MSZ Chin: wzywamy strony konfliktu, głównie Izrael, do uspokojenia sytuacji na Bliskim Wschodzie

2024-09-29 09:18 aktualizacja: 2024-09-29, 15:51
Dym unoszący się po izraelskich atakach. Fot. PAP/EPA/WAEL HAMZEH
Dym unoszący się po izraelskich atakach. Fot. PAP/EPA/WAEL HAMZEH
MSZ Chin wyraziło w niedzielę "głębokie zaniepokojenie" eskalacją napięcia na Bliskim Wschodzie w reakcji na wyeliminowanie przez izraelską armię przywódcy libańskiej organizacji terrorystycznej Hezbollah Hasana Nasrallaha.
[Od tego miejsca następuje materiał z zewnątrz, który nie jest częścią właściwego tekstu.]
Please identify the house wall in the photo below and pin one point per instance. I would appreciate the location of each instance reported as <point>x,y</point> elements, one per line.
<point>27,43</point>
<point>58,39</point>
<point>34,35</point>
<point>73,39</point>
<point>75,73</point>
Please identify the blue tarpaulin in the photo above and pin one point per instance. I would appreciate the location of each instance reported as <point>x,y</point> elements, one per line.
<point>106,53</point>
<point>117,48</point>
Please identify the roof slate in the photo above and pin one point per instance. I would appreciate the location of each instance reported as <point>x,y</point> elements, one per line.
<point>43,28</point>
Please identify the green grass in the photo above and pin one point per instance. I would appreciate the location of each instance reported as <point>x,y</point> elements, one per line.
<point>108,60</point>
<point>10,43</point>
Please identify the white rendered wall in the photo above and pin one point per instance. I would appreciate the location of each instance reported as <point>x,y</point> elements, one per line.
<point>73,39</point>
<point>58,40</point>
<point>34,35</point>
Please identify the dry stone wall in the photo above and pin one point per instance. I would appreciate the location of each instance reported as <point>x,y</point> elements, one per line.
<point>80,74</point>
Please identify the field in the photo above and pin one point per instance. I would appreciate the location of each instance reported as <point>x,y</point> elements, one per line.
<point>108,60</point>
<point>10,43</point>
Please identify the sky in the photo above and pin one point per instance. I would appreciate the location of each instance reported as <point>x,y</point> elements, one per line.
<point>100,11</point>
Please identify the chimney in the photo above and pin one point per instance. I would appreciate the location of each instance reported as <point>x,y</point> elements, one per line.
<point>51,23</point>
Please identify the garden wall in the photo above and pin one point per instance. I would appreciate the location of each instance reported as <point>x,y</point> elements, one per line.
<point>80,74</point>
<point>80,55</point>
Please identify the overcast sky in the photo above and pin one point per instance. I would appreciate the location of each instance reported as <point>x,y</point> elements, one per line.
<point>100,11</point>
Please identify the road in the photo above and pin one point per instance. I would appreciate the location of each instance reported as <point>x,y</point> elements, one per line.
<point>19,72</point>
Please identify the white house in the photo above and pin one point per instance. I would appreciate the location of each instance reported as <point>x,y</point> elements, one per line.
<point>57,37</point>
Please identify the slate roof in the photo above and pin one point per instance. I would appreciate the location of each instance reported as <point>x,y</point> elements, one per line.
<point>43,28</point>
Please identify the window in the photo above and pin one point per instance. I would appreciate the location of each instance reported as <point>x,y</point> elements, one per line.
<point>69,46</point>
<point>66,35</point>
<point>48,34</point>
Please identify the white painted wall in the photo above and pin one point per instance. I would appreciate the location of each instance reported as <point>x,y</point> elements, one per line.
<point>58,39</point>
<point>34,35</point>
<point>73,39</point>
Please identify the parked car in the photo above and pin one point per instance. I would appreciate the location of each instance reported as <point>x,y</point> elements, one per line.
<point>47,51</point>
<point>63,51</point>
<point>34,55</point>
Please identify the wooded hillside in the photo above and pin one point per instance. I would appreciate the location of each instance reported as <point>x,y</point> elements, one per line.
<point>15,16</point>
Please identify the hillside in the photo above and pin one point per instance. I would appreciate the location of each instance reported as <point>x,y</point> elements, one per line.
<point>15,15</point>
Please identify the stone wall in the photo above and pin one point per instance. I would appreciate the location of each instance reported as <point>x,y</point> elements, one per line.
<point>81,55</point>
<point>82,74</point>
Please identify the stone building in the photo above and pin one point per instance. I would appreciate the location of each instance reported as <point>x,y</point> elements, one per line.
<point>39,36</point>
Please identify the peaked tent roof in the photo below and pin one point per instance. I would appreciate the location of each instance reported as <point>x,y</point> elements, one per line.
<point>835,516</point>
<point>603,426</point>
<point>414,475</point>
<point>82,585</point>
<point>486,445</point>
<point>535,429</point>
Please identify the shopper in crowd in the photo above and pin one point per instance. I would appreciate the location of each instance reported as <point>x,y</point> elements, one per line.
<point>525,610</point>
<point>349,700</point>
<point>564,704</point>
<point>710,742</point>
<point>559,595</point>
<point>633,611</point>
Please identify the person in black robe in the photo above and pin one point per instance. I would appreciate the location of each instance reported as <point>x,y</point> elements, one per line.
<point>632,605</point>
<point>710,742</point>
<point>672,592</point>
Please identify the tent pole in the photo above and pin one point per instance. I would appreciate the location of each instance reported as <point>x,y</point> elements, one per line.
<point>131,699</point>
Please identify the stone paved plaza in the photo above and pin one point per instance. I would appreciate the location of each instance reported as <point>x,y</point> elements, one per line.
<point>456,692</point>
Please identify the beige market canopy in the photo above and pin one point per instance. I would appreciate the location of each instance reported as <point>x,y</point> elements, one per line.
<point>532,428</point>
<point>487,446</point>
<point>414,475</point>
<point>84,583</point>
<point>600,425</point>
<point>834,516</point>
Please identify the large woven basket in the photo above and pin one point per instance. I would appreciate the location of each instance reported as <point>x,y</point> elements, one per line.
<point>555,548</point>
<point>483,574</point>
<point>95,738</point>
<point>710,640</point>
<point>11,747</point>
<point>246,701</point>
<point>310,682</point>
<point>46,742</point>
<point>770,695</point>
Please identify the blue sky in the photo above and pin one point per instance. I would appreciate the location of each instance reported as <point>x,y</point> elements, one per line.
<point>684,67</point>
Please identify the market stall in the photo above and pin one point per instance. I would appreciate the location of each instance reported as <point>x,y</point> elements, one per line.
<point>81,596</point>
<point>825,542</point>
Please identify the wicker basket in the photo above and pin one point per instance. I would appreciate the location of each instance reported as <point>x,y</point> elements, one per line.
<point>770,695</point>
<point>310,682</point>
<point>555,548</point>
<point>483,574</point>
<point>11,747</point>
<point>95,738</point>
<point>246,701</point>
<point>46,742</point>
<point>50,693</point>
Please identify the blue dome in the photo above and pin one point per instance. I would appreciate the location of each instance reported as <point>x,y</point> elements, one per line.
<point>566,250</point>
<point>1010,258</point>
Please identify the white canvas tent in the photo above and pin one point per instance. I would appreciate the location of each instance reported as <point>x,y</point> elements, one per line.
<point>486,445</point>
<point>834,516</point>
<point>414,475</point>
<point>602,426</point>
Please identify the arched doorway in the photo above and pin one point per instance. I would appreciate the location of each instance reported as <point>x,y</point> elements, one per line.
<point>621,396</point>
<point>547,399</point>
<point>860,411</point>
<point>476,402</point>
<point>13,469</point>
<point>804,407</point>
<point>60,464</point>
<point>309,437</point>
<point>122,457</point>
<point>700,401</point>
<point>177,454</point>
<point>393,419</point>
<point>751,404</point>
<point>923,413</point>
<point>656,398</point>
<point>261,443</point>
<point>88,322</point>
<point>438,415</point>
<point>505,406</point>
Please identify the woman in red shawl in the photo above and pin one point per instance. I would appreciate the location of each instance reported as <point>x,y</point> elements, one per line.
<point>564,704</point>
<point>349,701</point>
Władze w Pekinie wezwały strony konfliktu, w tym "głównie Izrael", do uspokojenia sytuacji.

"Chiny uważnie śledzą (konsekwencje) tego incydentu i są głęboko zaniepokojone eskalacją napięć w regionie" - oświadczył rzecznik MSZ, którego nazwiska nie podano, w odpowiedzi na pytanie o izraelski atak.

Resort dyplomacji w Pekinie podkreślił, że Chiny "sprzeciwiają się wszelkim naruszeniom suwerenności i bezpieczeństwa Libanu (...) i potępiają wszelkie działania, które szkodzą niewinnym cywilom".

"Chiny wzywają strony konfliktu, głównie Izrael, do podjęcia natychmiastowych kroków w celu uspokojenia sytuacji i zapobieżenia dalszemu rozszerzaniu się konfliktu, a nawet wymknięciu się (działań zbrojnych) spod kontroli" - czytamy w oświadczeniu opublikowanym na stronie internetowej MSZ Chin.

Armia Izraela poinformowała w sobotę, że Hasan Nasrallah, który stał na czele Hezbollahu przez ponad 30 lat, zginął w przeprowadzonym dzień wcześniej izraelskim ataku na południowe przedmieścia Bejrutu. Libańskie ugrupowanie potwierdziło później tę informację.

Izrael prowadzi od 23 września intensywne naloty na Liban, w wyniku których poniosło dotychczas śmierć około 800 osób, a kilka tysięcy zostało rannych.